Let us render to Caesar, and return to our real work of building the kingdom of heaven on earth.
Raise your voices, cast your votes, work for justice, insist on peace.
St. Julie Billiart, who founded the Sisters of Notre Dame 200 years ago, is still a powerful force guiding us across this treacherous terrain. She was not afraid, not in the least. She put her life at risk confronting revolutionaries in France who wanted to kill all the Catholics. She put her personal comfort at risk, even when she was paralyzed for many years, working tirelessly to establish schools for poor girls orphaned by the French Revolution. She put her life's work at risk when the bishop in France tried to stop her, and so she went to Belgium , to Namur , to ensure that the Sisters of Notre Dame de Namur would flourish.
For 200 years, the Sisters of Notre Dame have been the kind of bold, courageous pathbreakers, peacemakers, justice-seekers I have invoked today. They are our greatest role models. Later this morning, we will honor one such SND, Ann Kendrick, a Trinity Woman who is a great exemplar of the passion and courage required to live the Gospel well.

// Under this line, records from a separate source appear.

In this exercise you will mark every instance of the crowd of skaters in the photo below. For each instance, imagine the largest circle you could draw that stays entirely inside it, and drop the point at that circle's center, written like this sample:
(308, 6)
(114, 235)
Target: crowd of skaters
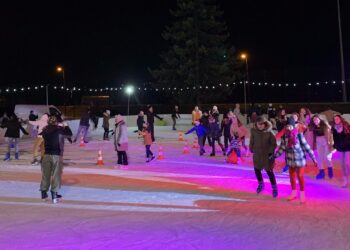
(300, 134)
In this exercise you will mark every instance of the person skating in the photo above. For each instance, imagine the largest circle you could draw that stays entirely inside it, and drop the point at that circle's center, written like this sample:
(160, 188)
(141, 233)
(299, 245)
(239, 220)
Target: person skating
(295, 147)
(214, 135)
(105, 124)
(341, 136)
(150, 120)
(262, 144)
(147, 140)
(13, 128)
(52, 163)
(201, 133)
(39, 140)
(175, 115)
(121, 141)
(322, 141)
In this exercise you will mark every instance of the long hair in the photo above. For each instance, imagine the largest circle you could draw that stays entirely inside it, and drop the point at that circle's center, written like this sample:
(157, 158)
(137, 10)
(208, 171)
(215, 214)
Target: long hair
(323, 124)
(346, 125)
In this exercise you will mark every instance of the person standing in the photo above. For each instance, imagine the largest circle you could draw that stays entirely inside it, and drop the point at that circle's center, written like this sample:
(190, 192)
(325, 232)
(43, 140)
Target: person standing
(13, 128)
(323, 142)
(52, 163)
(196, 114)
(175, 115)
(294, 145)
(262, 144)
(105, 124)
(341, 136)
(39, 140)
(121, 141)
(84, 125)
(150, 120)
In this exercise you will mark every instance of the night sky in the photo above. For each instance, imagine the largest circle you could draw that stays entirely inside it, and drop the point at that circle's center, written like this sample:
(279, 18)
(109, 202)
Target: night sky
(99, 43)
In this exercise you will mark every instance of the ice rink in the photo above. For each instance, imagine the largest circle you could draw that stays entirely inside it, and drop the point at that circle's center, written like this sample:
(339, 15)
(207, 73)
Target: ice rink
(182, 202)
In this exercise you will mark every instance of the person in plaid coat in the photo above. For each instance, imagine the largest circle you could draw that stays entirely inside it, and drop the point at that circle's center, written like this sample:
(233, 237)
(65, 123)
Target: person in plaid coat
(294, 145)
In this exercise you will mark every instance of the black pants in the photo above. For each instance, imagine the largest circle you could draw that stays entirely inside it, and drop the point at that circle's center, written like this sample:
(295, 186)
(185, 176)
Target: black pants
(227, 140)
(151, 130)
(105, 134)
(122, 158)
(148, 151)
(270, 173)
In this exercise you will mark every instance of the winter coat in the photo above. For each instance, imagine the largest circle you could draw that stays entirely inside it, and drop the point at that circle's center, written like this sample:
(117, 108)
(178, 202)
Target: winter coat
(13, 128)
(296, 155)
(105, 123)
(341, 140)
(213, 130)
(40, 124)
(121, 137)
(262, 144)
(147, 137)
(196, 115)
(200, 130)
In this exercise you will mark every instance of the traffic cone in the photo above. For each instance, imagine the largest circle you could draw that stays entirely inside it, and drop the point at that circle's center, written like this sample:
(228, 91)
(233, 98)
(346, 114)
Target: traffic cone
(181, 136)
(82, 143)
(99, 159)
(160, 153)
(186, 149)
(195, 143)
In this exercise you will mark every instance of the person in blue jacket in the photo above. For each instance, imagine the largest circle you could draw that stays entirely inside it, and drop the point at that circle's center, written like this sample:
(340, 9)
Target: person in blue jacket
(201, 132)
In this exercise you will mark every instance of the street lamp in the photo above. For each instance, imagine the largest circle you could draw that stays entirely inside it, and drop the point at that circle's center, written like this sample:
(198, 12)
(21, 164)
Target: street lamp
(60, 69)
(245, 58)
(129, 90)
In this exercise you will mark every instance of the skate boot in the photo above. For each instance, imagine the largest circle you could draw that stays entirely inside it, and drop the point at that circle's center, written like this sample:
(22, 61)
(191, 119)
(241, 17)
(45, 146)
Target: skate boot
(292, 196)
(54, 197)
(44, 195)
(330, 173)
(274, 191)
(260, 187)
(320, 175)
(7, 157)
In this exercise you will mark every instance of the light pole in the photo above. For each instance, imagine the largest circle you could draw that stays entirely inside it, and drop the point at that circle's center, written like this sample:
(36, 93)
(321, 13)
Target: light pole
(129, 90)
(61, 70)
(342, 68)
(245, 58)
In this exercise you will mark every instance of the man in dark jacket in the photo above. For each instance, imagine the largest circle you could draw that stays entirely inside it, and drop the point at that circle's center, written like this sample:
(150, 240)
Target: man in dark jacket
(83, 125)
(150, 120)
(52, 163)
(13, 134)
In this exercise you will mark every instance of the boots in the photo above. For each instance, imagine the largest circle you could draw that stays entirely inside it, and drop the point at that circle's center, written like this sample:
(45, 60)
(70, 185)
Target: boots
(320, 175)
(330, 172)
(274, 191)
(7, 157)
(292, 196)
(260, 187)
(54, 197)
(345, 182)
(302, 197)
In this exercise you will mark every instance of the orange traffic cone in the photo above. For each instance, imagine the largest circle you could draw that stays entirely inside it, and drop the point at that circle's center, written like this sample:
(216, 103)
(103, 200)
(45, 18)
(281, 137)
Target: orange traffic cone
(195, 143)
(99, 159)
(186, 149)
(160, 153)
(181, 136)
(82, 143)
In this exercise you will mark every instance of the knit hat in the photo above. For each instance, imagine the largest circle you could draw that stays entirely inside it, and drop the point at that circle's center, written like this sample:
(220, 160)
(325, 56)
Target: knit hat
(52, 120)
(119, 118)
(290, 121)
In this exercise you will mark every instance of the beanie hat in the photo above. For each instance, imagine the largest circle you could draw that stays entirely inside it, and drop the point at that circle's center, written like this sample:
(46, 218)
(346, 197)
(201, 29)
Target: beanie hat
(291, 121)
(52, 120)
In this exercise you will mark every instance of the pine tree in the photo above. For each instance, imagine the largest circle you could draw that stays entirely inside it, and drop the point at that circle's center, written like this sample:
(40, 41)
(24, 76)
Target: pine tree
(199, 53)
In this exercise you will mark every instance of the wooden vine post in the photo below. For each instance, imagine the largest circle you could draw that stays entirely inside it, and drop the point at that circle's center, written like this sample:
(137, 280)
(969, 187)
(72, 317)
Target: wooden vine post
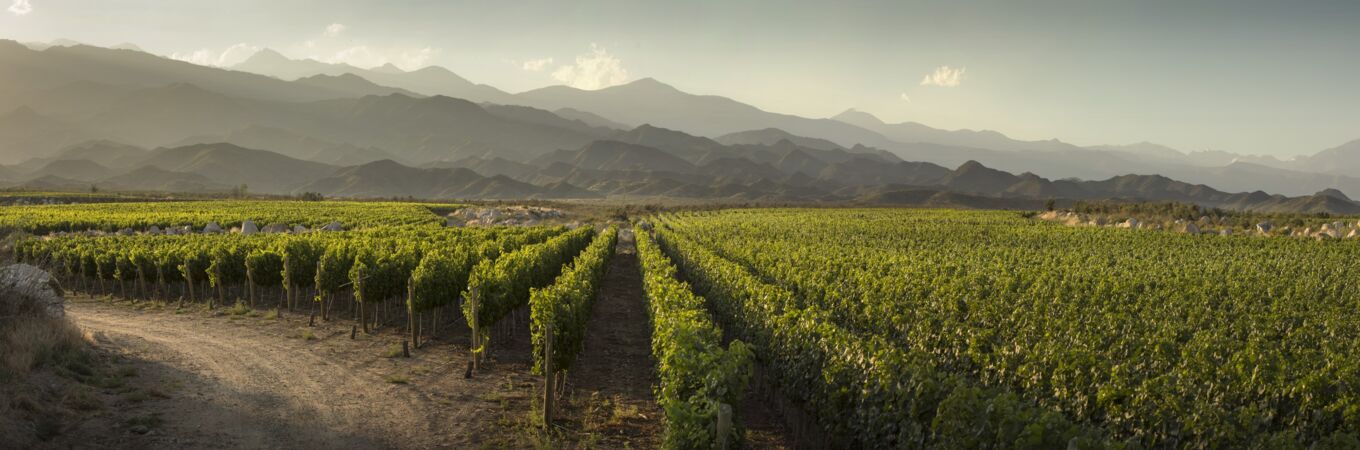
(250, 284)
(411, 316)
(548, 375)
(222, 288)
(476, 333)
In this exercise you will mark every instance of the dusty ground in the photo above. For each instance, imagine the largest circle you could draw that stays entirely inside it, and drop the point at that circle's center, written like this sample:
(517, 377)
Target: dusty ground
(192, 378)
(226, 381)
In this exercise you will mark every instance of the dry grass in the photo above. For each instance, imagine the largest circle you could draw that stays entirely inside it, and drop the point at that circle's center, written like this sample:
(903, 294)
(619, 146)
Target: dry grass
(31, 341)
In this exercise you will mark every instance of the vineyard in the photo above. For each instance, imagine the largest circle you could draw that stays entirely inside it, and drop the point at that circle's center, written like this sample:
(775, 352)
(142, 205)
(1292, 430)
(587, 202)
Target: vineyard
(880, 328)
(985, 329)
(196, 215)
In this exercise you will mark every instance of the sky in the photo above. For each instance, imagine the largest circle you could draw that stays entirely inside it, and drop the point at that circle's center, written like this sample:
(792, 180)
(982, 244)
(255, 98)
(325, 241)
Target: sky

100 years ago, the heirs of Julie Billiart began a procession that continues this day. In June of 1904, the very first Trinity students, marched to the first Trinity graduation, the commencement of the very first Red Class, the Class of 1904. On that graduation day, the first Class of '04 began the great Trinity Alumnae Association. I am sure that they are smiling now on their sisters and brothers in this, the second Class of '04 ever to graduate from Trinity, another great Red Class, the latest heirs of the tradition and charism of Julie Billiart and the Sisters of Notre Dame de Namur.
As the Class of 2004 accept your diplomas and wear your hoods proudly today, you become the latest witness to the genius of our Founders and the great traditions of Trinity in service to our world.
My dear friends in this great Red Class: may the joy and pride of this moment sustain you through the hard work that will be yours in the years to come. May you never relent in your quest to do what is right, to quest for justice, to pray for peace. May the friends you made in your Trinity days walk with you through all of life's labyrinthe pathways. May the knowledge you possess so fully today ferment well into wisdom with the yeast of experience. May your faith never fail, your hope always prevail, your charity endure through all of your days. May the grace of the Trinity be with you always.
1 Economic Justice for All, Pastoral Letter of the U.S. Bishops, 1986.